Otra historia del Far West

El negro iba subiendo la ladera rápidamente. Llevaba puestos unos harapos polvorientos gris claro o amarillentos, estaba muy transpirado. Nosotros tres lo corríamos de atrás. Había encontrado cuatro piedras grandes de oro y se las íbamos a quitar. Llevaba las piedras en una bolsa de lona colgando de la cintura, podíamos escucharlas golpearse entre si tan claro como se oía su jadeo: cracrac cracrac. Pero el negro trepaba cada vez más rápido, no lo alcanzábamos. Ni los tiros de nuestras pistolas torcidas lo rozaban. Como a cincuenta metros de nosotros, detrás de una piedra grande, apareció un indio cerca del negro y le reventó la cabeza con un fusil de esos viejos, de un solo tiro. Después se quedó ahí parado, la culata apoyada sobre uno de sus pies. Mientras acortábamos la distancia, miré al indio. Era color cobre, estaba en cueros y tenía el pelo recogido en una colita, como todos los indios. Apretado en su cadera, usaba el típico catupecu machu de piel de mamón. Me apuré a sacarle el oro al negro y, nobleza obliga, le tiré una piedra al indio. La gruesa pepita de oro rebotó contra su pectoral izquierdo y rodó perdiéndose ladera abajo. Cuántas cosas se estaba perdiendo en su impavidez el nativo: decenas de bolsas de achúcar, botas de potro, porrones de giñebra, cueros de cordero lanudo, el rescate de más de una cautiva blanca. Mi cara le habrá dicho tanto desconcierto que respondió sin que alcanzara a preguntarle: “no mato por oro”. Y se fue. Era el atardecer y decidimos pasar la noche en la montaña. A la mañana me estaba afeitando en un arroyuelo y vi reflejado en el agua a todo el indio aquel, que estaba erguido detrás de mí.
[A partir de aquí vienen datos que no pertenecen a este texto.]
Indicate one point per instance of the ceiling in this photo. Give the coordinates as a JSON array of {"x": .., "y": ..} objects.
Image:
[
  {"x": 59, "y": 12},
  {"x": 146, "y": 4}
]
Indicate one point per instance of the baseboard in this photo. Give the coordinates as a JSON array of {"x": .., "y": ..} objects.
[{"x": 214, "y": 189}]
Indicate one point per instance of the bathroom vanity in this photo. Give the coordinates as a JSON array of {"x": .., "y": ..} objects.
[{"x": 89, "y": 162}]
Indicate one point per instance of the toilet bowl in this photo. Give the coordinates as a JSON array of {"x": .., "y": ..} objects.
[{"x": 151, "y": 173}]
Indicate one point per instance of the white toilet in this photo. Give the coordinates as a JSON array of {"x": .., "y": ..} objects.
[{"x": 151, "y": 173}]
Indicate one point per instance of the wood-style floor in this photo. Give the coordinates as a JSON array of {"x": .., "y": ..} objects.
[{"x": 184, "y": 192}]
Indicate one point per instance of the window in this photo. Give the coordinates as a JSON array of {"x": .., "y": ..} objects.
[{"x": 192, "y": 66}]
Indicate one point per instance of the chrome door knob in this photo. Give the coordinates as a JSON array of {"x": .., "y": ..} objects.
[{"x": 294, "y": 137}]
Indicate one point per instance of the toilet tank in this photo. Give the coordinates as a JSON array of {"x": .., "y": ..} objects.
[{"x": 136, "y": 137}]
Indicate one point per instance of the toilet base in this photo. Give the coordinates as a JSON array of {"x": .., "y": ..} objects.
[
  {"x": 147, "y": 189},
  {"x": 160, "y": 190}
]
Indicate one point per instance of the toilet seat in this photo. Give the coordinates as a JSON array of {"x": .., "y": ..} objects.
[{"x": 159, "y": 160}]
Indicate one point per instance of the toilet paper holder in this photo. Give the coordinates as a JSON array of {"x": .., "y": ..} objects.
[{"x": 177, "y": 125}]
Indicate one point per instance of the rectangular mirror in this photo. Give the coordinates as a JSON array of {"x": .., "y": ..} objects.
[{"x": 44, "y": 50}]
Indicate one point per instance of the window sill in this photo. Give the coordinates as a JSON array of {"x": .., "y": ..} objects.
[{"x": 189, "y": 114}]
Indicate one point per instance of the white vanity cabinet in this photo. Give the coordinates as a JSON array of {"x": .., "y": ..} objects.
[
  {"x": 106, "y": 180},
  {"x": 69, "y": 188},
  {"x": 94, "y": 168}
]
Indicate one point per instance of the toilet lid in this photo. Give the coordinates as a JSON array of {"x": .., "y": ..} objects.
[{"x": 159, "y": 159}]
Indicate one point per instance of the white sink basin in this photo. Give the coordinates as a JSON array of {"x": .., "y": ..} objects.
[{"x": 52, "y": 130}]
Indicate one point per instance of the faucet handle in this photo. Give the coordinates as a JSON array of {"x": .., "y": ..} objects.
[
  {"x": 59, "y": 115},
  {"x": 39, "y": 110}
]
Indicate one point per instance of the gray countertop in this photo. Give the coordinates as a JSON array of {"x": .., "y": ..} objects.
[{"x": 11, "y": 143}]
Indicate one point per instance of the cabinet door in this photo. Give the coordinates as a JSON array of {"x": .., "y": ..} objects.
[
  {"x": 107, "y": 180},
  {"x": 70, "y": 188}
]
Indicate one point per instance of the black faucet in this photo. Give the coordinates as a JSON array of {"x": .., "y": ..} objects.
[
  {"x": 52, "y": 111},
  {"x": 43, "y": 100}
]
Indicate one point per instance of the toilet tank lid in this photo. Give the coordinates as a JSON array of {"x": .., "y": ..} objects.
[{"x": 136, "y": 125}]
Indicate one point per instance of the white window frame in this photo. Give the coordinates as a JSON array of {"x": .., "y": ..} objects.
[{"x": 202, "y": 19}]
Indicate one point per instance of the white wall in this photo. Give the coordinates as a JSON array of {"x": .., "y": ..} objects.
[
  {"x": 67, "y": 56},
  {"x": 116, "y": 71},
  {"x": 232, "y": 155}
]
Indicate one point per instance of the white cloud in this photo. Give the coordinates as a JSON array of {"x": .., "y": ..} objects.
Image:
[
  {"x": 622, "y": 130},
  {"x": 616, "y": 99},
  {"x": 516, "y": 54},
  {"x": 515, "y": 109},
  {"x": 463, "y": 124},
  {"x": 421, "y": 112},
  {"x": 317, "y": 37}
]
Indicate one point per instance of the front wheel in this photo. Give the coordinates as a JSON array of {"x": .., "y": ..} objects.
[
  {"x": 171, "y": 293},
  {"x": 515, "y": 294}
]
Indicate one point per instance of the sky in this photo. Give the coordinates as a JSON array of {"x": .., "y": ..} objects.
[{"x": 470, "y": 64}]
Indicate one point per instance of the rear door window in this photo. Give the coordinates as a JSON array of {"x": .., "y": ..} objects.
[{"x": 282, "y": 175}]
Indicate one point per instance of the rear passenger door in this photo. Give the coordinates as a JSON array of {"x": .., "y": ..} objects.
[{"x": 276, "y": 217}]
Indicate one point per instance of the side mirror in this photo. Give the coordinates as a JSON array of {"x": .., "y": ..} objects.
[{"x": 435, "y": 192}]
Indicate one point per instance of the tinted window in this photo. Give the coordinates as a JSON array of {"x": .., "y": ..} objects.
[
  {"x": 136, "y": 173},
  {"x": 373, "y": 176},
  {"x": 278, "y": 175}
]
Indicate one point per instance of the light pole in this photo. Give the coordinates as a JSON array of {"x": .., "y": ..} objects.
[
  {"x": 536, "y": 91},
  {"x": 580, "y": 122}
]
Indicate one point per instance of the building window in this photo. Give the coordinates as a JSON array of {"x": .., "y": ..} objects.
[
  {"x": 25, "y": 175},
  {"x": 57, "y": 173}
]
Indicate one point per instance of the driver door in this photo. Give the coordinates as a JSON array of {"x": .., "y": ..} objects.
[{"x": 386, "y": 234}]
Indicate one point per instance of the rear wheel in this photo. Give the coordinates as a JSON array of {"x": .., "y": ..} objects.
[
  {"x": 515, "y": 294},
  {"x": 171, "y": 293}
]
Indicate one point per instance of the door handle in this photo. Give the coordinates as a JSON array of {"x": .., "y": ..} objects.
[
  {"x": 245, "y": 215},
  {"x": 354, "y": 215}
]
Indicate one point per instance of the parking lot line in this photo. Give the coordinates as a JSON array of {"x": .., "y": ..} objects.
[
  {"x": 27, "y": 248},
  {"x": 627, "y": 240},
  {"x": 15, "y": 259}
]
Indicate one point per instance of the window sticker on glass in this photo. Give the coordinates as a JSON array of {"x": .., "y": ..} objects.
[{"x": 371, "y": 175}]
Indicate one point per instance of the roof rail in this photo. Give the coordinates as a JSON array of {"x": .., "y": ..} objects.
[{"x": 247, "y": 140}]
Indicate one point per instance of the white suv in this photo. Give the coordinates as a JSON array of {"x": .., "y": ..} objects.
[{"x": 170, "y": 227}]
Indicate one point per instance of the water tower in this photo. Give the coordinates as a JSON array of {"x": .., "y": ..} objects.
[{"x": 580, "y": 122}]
La verdad, era guapo. Me di vuelta agachado, con la cara medio enjabonada, y le dije “buenas y santas”. “Nuestra conversa de ayer quedó trunca”, dijo. “Mire -le aclaré- si usté busca otros beneficios, le ruego no se confunda. Soy escritor, pero no me gusta la carne de chancho”. El indio entonces, parado donde estaba, con los brazos cruzados sobre el pecho, canturreó un largo párrafo en su lengua, del que extrañamente comprendí una parte que se repetía como un mantra y parecía decir: “los nativos aborrecemos a Quentin Tarantino”. Después voy a escribir sobre esto, alcancé a pensar en mi obnubilamiento. Cuando el indio guapo hizo silencio, intenté preguntarle por lo poco que había creído entender: “¿Quién es Tarant…?”. “Shhh” dijo el indio, en un estruendo que resonó en el valle y espantó algunas perdices.